We will use it to fit data that is generated from $$y = x^\frac{1}{3}$$. First, we just do a least_squares fit. This function can take a jacobian function, so we provide one using autograd.

import autograd.numpy as np

from scipy.optimize import curve_fit

# Some generated data
X = np.linspace(0, 1)
Y = X**(1. / 3.)

def model(x, *pars):
b1, w10, w00, b00, w11, w01, b01, w12, w02, b02 = pars
pred = b1 + w10 * np.tanh(w00 * x + b00) + w11 * np.tanh(w01 * x + b01) + w12 * np.tanh(w02 * x + b02)
return pred

def resid(pars):
return Y - model(X, *pars)

MSE:  0.0744600049689



We will look at some timing of this regression. Here we do not provide a jacobian.

%%timeit
pars = least_squares(resid, np.random.randn(10)*0.1).x

1.21 s ± 42.7 ms per loop (mean ± std. dev. of 7 runs, 1 loop each)

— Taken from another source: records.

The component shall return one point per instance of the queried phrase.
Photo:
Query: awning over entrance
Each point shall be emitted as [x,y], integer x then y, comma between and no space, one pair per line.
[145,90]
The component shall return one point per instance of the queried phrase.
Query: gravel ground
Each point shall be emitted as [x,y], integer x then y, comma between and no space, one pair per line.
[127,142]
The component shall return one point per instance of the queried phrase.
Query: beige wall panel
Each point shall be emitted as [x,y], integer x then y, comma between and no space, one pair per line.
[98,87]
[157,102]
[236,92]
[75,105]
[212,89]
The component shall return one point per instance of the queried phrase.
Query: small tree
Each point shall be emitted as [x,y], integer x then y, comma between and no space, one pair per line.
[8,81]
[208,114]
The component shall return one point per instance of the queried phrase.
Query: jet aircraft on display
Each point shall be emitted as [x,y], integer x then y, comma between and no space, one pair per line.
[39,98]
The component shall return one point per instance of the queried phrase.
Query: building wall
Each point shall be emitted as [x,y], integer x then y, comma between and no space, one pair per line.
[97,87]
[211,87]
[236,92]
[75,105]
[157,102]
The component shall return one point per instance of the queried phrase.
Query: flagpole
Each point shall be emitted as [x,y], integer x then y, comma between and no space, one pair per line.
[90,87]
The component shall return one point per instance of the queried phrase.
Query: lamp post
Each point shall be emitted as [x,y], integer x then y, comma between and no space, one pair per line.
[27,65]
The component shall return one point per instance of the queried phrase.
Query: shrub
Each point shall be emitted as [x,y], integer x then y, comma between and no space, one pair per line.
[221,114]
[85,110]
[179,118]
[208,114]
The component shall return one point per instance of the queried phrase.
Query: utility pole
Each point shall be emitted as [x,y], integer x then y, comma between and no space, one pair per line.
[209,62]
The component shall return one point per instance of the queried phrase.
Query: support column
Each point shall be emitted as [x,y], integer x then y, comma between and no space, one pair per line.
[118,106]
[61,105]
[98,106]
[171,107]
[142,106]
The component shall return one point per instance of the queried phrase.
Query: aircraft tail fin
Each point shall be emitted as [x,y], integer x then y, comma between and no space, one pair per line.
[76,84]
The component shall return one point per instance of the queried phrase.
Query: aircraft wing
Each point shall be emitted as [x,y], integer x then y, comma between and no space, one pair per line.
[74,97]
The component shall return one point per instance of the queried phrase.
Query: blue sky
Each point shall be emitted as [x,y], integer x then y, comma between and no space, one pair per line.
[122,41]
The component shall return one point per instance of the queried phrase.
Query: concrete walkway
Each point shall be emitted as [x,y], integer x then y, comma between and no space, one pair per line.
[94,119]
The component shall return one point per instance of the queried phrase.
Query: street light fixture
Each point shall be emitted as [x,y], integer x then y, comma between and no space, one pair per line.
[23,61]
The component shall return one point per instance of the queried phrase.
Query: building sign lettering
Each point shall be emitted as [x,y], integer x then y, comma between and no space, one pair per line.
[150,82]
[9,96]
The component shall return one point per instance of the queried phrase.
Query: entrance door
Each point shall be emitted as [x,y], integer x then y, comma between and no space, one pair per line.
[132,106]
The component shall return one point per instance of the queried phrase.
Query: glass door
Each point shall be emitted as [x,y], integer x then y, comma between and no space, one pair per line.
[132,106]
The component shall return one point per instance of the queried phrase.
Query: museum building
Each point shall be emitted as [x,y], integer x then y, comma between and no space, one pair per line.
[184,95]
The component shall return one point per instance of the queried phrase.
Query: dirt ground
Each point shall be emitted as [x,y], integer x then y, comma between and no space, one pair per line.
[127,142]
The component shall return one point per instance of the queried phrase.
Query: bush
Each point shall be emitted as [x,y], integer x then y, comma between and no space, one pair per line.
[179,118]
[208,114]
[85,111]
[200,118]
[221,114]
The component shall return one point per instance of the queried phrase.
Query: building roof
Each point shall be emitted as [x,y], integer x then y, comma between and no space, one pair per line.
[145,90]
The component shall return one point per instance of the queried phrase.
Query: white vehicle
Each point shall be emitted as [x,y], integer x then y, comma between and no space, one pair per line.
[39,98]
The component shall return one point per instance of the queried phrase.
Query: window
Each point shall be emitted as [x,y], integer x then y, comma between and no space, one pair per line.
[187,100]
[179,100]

And here we do provide one. It takes a lot longer to do this. We do have a jacobian of 10 parameters, so that ends up being a lot of extra computations to do.

%%timeit
pars = least_squares(resid, np.random.randn(10)*0.1, jac=jacobian(resid)).x

24.1 s ± 1.61 s per loop (mean ± std. dev. of 7 runs, 1 loop each)



We will print these parameters for reference later.

b1, w10, w00, b00, w11, w01, b01, w12, w02, b02 = pars

print([w00, w01, w02], [b00, b01, b02])
print([w10, w11, w12], b1)

[5.3312122926210703, 54.6923797622945, -0.50881373227993232] [2.9834159679095662, 2.6062295455987199, -2.3782572250527778]
[42.377172168160477, 22.036104340171004, -50.075636975961089] -113.179935862



Let's just make sure the fit looks ok. I am going to plot it outside the fitted region to see how it extrapolates. The shaded area shows the region we did the fitting in.

X2 = np.linspace(0, 3)
Y2 = X2**(1. / 3.)

Z2 = model(X2, *pars)

plt.plot(X2, Y2, 'b.', label='analytical')
plt.plot(X2, Z2, label='model')
plt.fill_between(X2 < 1, 0, 1.4, facecolor='gray', alpha=0.5) You can seen it fits pretty well from 0 to 1 where we fitted it, but outside that the model is not accurate. Our model is not that related to the true function of the model, so there is no reason to expect it should extrapolate.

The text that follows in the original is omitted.